It has been a while since these points had been directly relevant. Before CUDA 4.1, there had not been any details in the spec about the async behavior at all. But when this information became part of the spec, I reviewed the relevant parts (and IIRC, this was also around the time when I refactored the memory handling to use the „deferred“ calls to the Critical
methods). I thought (or rather hoped) to have reached a relatively stable state now.
Looking at the hotspot code may help at some points. Fortunately, things like the gcLocker.hpp
header contain some comments, but the HotSpot is a complex beast, and even with comments, this feels a lot like reverse engineering and guesswork. (And the current implementation is still only one implementation - as long as it’s not specified, it’s always brittle to rely on that).
For example, (disclaimer: I only started to look at the code, but) I don’t see a reason why allocating in a critical section will necessarily cause problems. (It might cause problems, intuitively, when allocation requires a GC, but there’s certainly much (much) more behind that).

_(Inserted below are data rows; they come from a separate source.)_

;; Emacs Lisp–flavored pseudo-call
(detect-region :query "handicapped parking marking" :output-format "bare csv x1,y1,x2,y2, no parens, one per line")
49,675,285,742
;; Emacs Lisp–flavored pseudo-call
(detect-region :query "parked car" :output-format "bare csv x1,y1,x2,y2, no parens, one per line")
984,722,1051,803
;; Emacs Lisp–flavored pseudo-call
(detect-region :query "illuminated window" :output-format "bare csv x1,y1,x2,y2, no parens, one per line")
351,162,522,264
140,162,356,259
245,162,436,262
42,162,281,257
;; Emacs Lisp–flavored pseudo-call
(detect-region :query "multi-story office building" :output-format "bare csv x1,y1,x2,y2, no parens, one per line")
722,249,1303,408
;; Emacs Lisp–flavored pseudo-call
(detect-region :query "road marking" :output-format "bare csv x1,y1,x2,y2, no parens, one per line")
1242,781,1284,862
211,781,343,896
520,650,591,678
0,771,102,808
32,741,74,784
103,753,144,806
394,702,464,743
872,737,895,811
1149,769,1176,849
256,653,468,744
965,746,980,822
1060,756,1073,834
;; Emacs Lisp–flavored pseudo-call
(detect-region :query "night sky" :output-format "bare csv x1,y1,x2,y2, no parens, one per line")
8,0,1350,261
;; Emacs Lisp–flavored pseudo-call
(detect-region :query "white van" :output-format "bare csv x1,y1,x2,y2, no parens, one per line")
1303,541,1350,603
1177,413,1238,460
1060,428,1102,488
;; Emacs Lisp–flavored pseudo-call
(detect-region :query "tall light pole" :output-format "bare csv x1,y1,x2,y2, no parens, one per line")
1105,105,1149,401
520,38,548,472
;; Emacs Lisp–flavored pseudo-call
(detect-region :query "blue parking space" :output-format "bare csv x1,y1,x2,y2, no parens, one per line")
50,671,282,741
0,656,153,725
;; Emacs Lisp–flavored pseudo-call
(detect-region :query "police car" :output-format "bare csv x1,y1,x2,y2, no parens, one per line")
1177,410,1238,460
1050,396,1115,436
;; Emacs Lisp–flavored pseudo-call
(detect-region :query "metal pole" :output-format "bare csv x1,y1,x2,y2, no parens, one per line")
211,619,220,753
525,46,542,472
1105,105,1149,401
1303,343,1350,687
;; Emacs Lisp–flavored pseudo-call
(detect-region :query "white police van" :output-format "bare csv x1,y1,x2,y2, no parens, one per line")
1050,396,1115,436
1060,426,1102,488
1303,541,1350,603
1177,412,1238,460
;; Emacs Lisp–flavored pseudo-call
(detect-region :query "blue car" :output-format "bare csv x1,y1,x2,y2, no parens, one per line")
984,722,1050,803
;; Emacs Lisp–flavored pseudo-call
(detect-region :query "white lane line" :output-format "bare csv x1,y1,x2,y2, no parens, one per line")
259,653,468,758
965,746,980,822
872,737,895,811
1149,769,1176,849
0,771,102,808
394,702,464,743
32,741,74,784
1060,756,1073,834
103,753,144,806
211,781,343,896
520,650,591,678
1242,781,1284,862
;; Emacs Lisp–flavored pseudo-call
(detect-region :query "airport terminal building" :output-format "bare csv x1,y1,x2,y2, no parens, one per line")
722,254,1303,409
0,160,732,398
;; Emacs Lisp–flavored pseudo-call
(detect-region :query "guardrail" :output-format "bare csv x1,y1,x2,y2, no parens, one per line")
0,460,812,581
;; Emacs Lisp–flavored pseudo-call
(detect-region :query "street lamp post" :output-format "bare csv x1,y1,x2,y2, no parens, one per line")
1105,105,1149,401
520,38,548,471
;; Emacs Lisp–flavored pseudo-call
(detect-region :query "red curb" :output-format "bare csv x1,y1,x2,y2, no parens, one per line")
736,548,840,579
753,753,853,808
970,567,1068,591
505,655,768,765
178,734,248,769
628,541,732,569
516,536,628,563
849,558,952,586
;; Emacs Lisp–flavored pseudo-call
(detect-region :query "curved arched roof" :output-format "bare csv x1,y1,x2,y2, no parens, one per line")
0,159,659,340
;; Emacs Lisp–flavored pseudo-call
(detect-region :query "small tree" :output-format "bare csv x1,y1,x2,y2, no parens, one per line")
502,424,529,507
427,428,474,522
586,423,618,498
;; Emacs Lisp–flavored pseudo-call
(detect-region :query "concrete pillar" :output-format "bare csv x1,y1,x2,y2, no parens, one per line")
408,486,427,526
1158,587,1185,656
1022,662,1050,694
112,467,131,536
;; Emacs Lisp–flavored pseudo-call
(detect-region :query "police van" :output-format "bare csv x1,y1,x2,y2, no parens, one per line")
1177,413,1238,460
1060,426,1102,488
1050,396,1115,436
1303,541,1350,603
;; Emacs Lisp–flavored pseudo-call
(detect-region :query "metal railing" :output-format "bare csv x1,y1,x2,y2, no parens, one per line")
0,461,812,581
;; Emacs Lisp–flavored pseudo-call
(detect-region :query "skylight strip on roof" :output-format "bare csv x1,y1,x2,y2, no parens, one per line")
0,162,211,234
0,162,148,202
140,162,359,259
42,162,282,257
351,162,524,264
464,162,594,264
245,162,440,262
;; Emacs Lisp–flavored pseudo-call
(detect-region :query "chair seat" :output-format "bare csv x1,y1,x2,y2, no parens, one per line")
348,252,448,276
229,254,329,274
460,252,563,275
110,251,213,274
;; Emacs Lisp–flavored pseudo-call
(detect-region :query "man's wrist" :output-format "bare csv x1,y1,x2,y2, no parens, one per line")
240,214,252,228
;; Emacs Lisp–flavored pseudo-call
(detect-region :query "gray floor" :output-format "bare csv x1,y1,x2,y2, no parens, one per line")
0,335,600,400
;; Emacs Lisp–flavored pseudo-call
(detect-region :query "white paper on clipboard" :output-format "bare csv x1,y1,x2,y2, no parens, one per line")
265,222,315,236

It should be easy to replace GetPrimitiveArrayCritical calls with Get*ArrayElements calls
This will of course always be possible. But the arrays in a GPU application may be large. Using the Get...ArrayElements
methods would (from a user perspective) be much more convenient than manually copying arrays into direct ByteBuffers
, but would still suffer from the same problem: In order to get the elements of a 1GB array, a new 1GB array has to be allocated and filled - and again, just in order to copy this new array to the device, and then delete it. Considering the fact that memory transfers already are the bottleneck in most GPU applications, I’d really like to avoid this…
Async memcopies aren’t compatible with *Critical. Moreover, they require a clean up mechanism for Release*ArrayElements but also for direct buffers. The reason is that you need to create and hold a reference to the buffer in case the Java code does not keep one, and you need to destroy it afterwards. A cleanup mechanism probably won’t fit into a thin wrapper.
I think it makes sense to just restrict Async memcopies to manually-managed, CUDA-allocated host or unified memory.
This is true. And in fact, in JOCL, I went some extra miles for creating some cleanup mechanisms, and for making sure that there is no interference between aync operations and GC - although the only solution that seems viable here is the „sledgehammer approach“: Any call to an async copy that involves Java arrays will result in an UnsupportedOperationException
. The async copies are only possible with direct- page-locked- or device-memory.
(In OpenCL, the async behavior is controlled via a flag, and not via dedicated ...Async
methods, but that’s only a minor difference to CUDA. More importantly: The behavior in OpenCL was specified in detail. Maybe I can transfer some of the approaches of JOCL to JCuda for this case, but I still have to analyze it further…)
For JCuda, everything seemed safe, because only device-to-device-copies had been really asynchronous. Everything else was essentially „synchronous for the host“. (At least, I thought so, until the updated spec…).
So the safest ways would probably be to
- either replace the
Critical
methods with theGet...Elements
ones - with the potential drawback of large allocations+copies happening internally, or - throw an exception when trying to use Java arrays in async operations
I think that the latter may be the better approach here. The impact that this may have to existing applications seems to be more foreseeable: They might throw an exception after the update, but only if they used operations that may be unsafe. The exception would make this unambiguously clear, and the fix for the library user would be trivial: „Just remove the ...Async
suffix“.
I think that disallowing async operations should only be necessary for real Java arrays, though. Async operations with direct buffers should still be safe (or do you think that they should be disallowed, too?)
I hope that I can allocate some more time soon, to investigate this further, read a bit more of the code, and try out the logging options that you mentioned. If you gain any further insights, or have other suggestions, I’d really appreciate your input!
EDIT: BTW: I just looked at some older related threads. Things like „deferring“ the criticial section (when using pointers to java arrays) had in fact been done in response to these threads. It’s a bit depressing that there still seem to be more deeply hidden flaws, but maybe they can eventually be ironed out. (At least, until NVIDIA introduces a new CUDA version with some new concepts that haven’t been anticipated until now…)